“Las balas escribieron nuestro pasado, la educación nuestro futuro”. Esta es la frase que se podía leer en el bolígrafo, fabricado con balas de ametralladora y de fusil, con el que Timochenko, líder de las Fuerzas Armadas Revolucionarias de Colombia (FARC), y el presidente colombiano,  Juan Manuel Santos, pusieron la firma con la que el proceso de paz en Colombia comenzó hace ya siete años.

Durante este tiempo, los excombatientes libraron la batalla más importante de sus vidas: lograr que sean aceptados en una sociedad que no olvida, emerger en la economía y sacar de sus vidas los rezagos que dejó la guerra.

Esta es la historia de los tres emprendedores que se armaron con ideas y lograron estar en la edición 2019 de la Feria del Libro en Bogotá.

Su historia

Llegaron para exponer el fruto de su esfuerzo. Una cerveza artesanal elaborada en Icononzo (Tolima), una muñeca de trapo en Miranda (Cauca) y equipos de alta montaña hechas en Anorí (Antioquía) que cautivaron y sorprendieron a los asistentes para convertirse en los más taquilleros de la feria.

Los emprendedores compartieron su experiencia con el público de la feria en el stand “De guerrilleros a Empresarios” que el diario el Espectador propuso y que, rápidamente, agotaron existencias. Dentro de sus relatos  explicaron cómo en el Espacio Territorial de Capacitación y Reincorporación (ETCR) Antonio Nariño, de cada departamento, ya habían intentado emprender otros proyectos para garantizar su sostenibilidad económica, pero ninguno despegaba.

La Roja

Alguien muy cercano a los excombatientes que vivían allí sabía hacer cerveza y les propuso hacer de ella un proyecto productivo. Sin pensarlo mucho, se metieron de cabeza a fabricar las primeras unidades de la forma más rudimentaria y económica posible: en las mismas ollas que utilizaban para cocinar.

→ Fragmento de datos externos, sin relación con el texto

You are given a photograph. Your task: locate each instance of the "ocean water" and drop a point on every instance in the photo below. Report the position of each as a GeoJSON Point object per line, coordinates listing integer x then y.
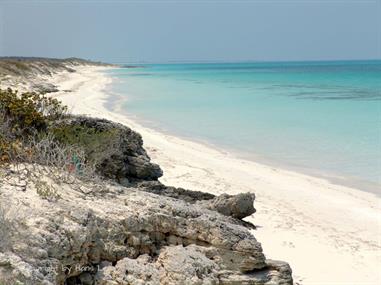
{"type": "Point", "coordinates": [322, 118]}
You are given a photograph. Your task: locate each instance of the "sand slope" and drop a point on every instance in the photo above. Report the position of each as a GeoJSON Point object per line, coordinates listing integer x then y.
{"type": "Point", "coordinates": [329, 234]}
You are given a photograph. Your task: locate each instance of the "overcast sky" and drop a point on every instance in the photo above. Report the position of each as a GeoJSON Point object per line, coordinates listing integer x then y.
{"type": "Point", "coordinates": [162, 31]}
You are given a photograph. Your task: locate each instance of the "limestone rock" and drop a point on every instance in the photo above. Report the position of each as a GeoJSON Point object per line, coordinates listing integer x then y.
{"type": "Point", "coordinates": [116, 150]}
{"type": "Point", "coordinates": [238, 206]}
{"type": "Point", "coordinates": [119, 235]}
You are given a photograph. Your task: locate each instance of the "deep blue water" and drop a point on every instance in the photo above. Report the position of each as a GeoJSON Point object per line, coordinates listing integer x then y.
{"type": "Point", "coordinates": [321, 117]}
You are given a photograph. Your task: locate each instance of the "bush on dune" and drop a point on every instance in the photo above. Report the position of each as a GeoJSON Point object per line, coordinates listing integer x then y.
{"type": "Point", "coordinates": [24, 133]}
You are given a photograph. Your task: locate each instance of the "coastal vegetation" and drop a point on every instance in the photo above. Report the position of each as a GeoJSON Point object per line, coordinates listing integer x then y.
{"type": "Point", "coordinates": [80, 203]}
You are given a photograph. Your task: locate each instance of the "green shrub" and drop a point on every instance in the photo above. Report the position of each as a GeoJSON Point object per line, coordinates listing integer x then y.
{"type": "Point", "coordinates": [29, 111]}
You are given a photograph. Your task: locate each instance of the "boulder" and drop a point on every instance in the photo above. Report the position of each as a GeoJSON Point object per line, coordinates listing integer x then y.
{"type": "Point", "coordinates": [123, 235]}
{"type": "Point", "coordinates": [237, 206]}
{"type": "Point", "coordinates": [116, 151]}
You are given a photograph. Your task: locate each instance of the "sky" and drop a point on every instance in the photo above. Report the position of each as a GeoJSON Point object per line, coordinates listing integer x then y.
{"type": "Point", "coordinates": [184, 30]}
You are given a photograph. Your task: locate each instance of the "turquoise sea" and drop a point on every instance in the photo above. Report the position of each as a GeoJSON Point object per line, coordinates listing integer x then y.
{"type": "Point", "coordinates": [322, 118]}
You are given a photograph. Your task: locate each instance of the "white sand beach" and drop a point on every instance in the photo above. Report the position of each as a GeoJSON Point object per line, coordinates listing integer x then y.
{"type": "Point", "coordinates": [330, 234]}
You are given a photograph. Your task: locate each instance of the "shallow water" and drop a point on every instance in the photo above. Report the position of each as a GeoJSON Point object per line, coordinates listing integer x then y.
{"type": "Point", "coordinates": [321, 117]}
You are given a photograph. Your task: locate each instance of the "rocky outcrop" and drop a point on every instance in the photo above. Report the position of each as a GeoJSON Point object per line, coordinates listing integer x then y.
{"type": "Point", "coordinates": [116, 151]}
{"type": "Point", "coordinates": [104, 233]}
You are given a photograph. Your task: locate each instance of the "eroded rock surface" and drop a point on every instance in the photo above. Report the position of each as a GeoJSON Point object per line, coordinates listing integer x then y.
{"type": "Point", "coordinates": [104, 233]}
{"type": "Point", "coordinates": [116, 150]}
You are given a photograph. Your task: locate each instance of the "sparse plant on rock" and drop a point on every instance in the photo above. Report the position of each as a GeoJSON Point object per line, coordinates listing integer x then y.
{"type": "Point", "coordinates": [46, 191]}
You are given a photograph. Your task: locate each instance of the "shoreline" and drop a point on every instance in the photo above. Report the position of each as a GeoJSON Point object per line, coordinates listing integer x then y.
{"type": "Point", "coordinates": [350, 182]}
{"type": "Point", "coordinates": [303, 217]}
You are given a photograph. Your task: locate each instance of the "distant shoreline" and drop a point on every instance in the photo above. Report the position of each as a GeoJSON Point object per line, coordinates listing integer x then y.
{"type": "Point", "coordinates": [295, 212]}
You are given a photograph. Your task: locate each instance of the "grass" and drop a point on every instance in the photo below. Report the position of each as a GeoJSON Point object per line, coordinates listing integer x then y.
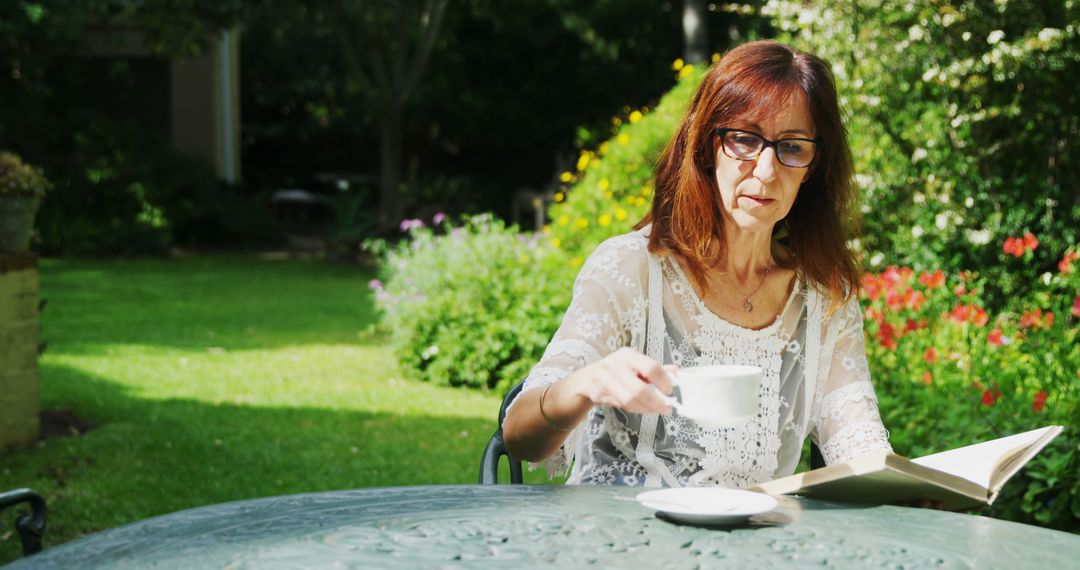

El proyecto de La Roja, como llamaron a su cerveza, tiene vinculados 26 excombatientes trabajando de los cuales 11 son mujeres. Lograron posicionarla en bares de Bogotá como Luvianka o Café Cinema y tienen página en Facebook con la información para hacer pedidos a nivel nacional.

Confecciones la Montaña

Los excombatientes de esa guerrilla que se instalaron en el ETCR del municipio de Anorí, nordeste antioqueño, tomaron las viejas máquinas de coser del frente y con ellas decidieron emprender una iniciativa que hoy es su proyecto bandera: el taller de confecciones La Montaña. Lo que fue la sastrería del Frente 36 de las FARC, que operó en Antioquia por décadas durante el conflicto armado, dejó de producir uniformes para la guerra y se suma a un proyecto que combina conocimiento y experiencia. “Es una iniciativa que nace de resolver una necesidad concreta que es el mantenimiento de la gente que estaba en el espacio de reincorporación, ante el incumplimiento de lo acordado y la falta de recursos para proyectos productivos”, relata Martín Batalla, gerente de la cooperativa del espacio de reincorporación de Anorí, que se encarga de la gestión de este proyecto.

Los productos ya están posicionados en Argentina y España y sigue creciendo gracias al trabajo de promoción desde las redes sociales.

Muñecas de vida

Jimena, como prefiere que la llamen fuera de la guerra, ingresó a las filas de las FARC en 2006, cuando tenía apenas 11 años. No volvió a salir en la siguiente década hasta que en 2016, en el marco del proceso de paz, abandonó el fusil ya con 21 años y un hijo en brazos. Esta indígena embera llegó desde Miranda, un pueblo clavado en la montaña, para mostrar cómo un objeto hecho de trapos había cambiado el destino de un puñado de víctimas de la guerra. De esta manera se convierten en artistas y transformaron viejos uniformes en delicadas muñecas de trapo. Actualmente se comercializan, principalmente, en Popayán y su valor ronda los 600 pesos argentinos.

No más víctimas

7.900.102 es el número exacto de víctimas que coteja el Registro Único de Víctimas (RUV) entre asesinatos, desapariciones, violaciones, torturados o desplazados, entre otras causas durante los 52 años que duró la guerra interna en el territorio colombiano.